Maryland, my Maryland, and other poems/Palinodia
PALINODIA
Though it leave me ashes, I will thrust
This Etna from my breast,
My times have been tumultuous, they shall know
The ecstacy of rest.
They marred the work of heaven when they scoff’d
My unpolluted truth—
Oh, it was death to feel the venom-dews
Trickling the veins of youth!
My mind was swung in blindness, like a cloud,
O’er caverns of despair;
My soul was a dead Carthage, with a doomed
And baffled Roman there.
Stung by the blare and trespass of the world,
I cursed it, on my knees,
Where, in its cell, monastic Amazon
Hymns to the cloistered trees.
I wrestled with my soul when twilight fowls
Began their rigadoon,
Where the lost cypress, like Ophelia, mourns
Above the gaunt lagoon.
Dumb with disaster, we did grapple on,
Like Ghibbeline and Guelph;
Though I could flee all other things beside,
I could not flee—myself.
Yes!
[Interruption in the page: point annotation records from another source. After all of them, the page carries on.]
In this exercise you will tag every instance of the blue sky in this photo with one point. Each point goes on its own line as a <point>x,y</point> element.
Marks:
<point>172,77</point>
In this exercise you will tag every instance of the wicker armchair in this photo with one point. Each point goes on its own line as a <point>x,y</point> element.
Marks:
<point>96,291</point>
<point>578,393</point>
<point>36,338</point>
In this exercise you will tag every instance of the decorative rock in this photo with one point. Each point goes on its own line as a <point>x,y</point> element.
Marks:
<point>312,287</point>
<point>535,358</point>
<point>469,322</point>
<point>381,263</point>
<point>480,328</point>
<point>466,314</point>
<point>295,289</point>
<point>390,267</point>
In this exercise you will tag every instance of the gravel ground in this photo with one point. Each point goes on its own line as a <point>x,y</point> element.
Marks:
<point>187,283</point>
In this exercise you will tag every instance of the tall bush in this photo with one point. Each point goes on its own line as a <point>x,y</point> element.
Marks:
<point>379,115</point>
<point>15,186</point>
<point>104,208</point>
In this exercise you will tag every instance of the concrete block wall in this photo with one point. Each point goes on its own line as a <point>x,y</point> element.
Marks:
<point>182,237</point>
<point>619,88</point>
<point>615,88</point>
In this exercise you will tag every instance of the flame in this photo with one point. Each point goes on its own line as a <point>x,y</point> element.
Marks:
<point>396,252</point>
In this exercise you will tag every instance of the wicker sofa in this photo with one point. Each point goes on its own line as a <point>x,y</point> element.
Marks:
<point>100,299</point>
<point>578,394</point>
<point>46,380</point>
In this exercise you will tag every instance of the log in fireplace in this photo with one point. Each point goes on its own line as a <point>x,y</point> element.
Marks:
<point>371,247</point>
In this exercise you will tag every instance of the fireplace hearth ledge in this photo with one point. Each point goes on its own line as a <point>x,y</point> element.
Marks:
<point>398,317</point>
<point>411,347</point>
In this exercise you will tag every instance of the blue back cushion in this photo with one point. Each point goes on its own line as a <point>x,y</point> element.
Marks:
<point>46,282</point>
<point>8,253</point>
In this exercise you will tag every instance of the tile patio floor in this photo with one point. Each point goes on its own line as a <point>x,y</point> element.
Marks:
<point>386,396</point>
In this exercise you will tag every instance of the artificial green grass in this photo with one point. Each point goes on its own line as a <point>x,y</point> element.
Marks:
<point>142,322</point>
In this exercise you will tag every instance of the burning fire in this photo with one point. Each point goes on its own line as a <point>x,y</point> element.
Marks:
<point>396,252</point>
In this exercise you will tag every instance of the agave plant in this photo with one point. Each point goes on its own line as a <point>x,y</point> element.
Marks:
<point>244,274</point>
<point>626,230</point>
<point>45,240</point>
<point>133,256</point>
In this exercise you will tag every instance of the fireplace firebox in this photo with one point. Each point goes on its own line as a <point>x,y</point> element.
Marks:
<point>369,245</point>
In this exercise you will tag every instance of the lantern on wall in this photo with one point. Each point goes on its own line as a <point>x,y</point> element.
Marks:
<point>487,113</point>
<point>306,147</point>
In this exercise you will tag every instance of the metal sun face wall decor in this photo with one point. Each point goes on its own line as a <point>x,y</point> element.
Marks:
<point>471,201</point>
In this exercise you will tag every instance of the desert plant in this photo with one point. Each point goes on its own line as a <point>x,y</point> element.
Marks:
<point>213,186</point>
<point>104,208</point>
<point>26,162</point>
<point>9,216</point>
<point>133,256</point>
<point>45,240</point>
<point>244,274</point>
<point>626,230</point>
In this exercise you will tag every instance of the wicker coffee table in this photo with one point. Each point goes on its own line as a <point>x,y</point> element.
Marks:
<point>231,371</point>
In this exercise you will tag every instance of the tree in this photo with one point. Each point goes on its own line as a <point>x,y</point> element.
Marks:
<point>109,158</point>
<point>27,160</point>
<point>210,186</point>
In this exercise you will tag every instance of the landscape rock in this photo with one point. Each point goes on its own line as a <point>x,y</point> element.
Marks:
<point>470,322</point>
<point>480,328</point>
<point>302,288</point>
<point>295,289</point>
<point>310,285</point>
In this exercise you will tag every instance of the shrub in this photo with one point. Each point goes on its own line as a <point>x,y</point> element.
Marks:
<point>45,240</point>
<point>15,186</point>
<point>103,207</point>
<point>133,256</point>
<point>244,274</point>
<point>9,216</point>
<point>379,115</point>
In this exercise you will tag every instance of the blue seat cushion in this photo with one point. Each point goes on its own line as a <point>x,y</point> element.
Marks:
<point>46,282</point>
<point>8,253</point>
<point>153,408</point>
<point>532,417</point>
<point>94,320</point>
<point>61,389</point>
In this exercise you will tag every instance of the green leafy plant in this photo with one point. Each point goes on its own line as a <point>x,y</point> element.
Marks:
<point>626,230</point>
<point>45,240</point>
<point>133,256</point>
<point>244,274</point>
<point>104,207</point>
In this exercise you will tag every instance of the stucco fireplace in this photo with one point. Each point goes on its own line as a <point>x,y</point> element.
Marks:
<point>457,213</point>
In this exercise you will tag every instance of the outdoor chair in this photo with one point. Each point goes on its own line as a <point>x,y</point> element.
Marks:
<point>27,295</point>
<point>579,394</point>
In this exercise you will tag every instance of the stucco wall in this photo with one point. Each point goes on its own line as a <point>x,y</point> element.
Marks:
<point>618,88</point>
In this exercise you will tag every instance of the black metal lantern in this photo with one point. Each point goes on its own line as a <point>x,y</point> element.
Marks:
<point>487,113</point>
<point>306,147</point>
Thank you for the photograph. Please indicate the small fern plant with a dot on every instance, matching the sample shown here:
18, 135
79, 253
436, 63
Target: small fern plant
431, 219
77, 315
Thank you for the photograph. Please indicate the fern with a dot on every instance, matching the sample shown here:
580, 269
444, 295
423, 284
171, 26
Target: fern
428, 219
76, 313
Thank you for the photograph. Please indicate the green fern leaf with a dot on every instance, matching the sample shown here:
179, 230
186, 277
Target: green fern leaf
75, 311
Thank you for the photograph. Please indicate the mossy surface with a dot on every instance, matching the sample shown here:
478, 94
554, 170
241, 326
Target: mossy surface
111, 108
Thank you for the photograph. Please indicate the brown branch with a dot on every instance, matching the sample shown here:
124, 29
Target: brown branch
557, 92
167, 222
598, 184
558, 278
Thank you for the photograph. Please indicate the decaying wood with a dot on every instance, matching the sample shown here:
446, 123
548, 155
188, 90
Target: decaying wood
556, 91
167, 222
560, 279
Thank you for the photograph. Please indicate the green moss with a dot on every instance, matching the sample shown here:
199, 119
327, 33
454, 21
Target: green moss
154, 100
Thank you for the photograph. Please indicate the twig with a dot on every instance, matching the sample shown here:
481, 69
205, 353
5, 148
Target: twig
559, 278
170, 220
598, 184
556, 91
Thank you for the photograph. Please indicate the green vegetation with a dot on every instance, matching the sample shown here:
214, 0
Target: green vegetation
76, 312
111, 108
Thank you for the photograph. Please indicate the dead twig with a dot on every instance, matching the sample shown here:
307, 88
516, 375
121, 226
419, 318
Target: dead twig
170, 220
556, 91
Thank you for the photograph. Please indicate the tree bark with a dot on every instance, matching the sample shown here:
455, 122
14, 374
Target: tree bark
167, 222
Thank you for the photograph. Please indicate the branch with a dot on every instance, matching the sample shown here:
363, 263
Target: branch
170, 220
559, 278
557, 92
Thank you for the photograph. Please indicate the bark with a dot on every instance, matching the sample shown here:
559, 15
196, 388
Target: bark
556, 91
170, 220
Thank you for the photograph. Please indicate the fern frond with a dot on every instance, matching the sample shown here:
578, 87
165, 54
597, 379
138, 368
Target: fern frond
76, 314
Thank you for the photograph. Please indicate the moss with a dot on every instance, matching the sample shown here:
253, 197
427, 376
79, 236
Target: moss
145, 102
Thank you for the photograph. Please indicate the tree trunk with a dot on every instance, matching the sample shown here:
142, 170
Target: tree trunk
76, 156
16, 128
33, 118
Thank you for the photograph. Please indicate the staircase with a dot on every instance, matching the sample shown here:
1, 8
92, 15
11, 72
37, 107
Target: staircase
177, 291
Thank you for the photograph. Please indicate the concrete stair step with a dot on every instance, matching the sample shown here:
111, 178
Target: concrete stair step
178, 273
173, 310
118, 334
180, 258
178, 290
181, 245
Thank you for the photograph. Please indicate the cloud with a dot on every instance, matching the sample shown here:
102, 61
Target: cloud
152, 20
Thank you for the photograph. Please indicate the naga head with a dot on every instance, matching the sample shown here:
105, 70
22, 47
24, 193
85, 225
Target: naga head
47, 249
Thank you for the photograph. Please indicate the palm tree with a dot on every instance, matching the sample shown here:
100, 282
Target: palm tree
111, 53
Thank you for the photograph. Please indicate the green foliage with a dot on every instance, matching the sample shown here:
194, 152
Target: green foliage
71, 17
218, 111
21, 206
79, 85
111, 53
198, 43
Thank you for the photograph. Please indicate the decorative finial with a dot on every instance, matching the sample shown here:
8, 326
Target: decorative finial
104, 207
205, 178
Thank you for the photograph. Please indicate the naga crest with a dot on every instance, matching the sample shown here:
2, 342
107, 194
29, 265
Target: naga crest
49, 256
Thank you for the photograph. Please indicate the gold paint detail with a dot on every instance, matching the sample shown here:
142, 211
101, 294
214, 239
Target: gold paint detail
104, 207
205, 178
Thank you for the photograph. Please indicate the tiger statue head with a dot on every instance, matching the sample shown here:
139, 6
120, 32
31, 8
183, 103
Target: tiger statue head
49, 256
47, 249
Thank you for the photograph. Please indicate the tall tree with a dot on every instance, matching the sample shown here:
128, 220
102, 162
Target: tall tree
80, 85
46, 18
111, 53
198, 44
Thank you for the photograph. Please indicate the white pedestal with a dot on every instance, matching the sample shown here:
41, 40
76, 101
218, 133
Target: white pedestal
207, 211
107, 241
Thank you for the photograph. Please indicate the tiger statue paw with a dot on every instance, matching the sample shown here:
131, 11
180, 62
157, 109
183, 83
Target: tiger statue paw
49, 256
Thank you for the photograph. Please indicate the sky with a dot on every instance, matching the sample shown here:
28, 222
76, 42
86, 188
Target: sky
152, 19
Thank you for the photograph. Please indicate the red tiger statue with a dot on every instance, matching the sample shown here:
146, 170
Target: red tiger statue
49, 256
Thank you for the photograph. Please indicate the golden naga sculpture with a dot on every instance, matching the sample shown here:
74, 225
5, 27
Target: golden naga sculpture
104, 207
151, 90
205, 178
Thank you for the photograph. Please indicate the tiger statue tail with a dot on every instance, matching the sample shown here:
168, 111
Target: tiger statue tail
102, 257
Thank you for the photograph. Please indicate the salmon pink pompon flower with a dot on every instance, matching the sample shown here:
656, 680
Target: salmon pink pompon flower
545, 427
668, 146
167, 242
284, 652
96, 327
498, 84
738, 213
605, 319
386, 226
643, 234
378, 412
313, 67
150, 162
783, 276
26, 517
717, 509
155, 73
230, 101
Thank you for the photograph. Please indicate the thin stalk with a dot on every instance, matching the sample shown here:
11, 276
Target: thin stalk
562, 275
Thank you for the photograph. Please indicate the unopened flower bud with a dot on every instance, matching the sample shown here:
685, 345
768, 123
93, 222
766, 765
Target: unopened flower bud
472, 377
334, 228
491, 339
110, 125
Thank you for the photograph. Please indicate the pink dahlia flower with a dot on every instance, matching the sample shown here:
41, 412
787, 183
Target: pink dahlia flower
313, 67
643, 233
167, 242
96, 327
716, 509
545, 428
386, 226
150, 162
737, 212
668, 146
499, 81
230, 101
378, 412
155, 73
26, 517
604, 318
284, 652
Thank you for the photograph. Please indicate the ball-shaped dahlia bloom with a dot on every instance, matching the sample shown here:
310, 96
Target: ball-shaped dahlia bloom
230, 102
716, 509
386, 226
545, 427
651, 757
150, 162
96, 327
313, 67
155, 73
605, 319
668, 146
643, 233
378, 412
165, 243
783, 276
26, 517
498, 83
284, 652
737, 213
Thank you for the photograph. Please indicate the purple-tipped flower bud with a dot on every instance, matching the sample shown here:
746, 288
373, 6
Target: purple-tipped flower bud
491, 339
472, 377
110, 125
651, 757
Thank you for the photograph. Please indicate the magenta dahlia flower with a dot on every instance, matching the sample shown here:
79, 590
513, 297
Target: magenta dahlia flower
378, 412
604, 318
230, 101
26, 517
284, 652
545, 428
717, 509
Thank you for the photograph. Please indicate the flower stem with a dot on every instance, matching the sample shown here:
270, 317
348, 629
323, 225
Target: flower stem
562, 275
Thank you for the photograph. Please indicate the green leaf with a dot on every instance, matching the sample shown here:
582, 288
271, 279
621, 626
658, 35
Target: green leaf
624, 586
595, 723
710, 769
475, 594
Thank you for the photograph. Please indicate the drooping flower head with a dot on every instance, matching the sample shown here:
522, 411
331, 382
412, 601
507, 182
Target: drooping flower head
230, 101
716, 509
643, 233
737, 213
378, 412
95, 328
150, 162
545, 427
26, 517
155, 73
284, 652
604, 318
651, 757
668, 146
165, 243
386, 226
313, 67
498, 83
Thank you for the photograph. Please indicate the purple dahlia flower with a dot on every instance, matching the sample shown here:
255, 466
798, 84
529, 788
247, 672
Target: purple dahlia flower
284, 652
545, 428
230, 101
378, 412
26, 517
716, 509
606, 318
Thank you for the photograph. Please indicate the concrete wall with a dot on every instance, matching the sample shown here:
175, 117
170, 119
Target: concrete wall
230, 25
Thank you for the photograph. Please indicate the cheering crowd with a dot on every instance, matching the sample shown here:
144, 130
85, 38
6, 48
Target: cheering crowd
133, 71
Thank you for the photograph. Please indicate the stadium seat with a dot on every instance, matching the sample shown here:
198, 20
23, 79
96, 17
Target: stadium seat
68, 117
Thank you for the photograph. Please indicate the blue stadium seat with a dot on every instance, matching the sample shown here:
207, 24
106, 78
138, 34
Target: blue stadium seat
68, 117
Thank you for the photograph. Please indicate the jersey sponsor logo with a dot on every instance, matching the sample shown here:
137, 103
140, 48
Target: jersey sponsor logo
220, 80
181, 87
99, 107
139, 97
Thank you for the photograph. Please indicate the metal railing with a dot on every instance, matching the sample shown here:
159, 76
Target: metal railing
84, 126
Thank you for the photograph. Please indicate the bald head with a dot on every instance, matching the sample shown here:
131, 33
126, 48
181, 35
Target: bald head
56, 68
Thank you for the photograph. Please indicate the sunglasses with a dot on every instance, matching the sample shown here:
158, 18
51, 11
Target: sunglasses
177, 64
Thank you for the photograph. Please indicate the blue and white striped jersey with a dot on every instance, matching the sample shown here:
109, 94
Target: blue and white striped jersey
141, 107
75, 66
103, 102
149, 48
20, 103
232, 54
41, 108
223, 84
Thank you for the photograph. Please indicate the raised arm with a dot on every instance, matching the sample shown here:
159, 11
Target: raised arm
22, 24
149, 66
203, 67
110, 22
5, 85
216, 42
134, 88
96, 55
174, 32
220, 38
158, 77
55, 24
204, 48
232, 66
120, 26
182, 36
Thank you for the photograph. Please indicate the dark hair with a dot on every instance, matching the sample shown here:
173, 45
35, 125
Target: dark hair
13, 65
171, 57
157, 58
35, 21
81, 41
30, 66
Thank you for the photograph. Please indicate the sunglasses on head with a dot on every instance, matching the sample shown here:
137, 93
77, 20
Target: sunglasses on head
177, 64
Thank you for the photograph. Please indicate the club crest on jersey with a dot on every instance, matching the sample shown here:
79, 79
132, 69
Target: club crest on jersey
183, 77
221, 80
I have pillaged the forbidden boughs
Of all their stealthy lore;
The fruit that shed its dust upon my lips
Was from Gomorrha’s shore.
Love! I will cleanse those lips at Siloe’s pool,
Incumbent to the sod;
I look upon my Past, as Pagan’s look
Upon their cloven god.
Love! will kneel at holier knees again,
With sin-abashing brow,
And learn a new Philosophy from Faith
To save me from the slough.
Love! it was thy meek eyes and gentle words
That gave my spirit sight,
And it will follow thee to higher laws
Through the dim Vale of Night.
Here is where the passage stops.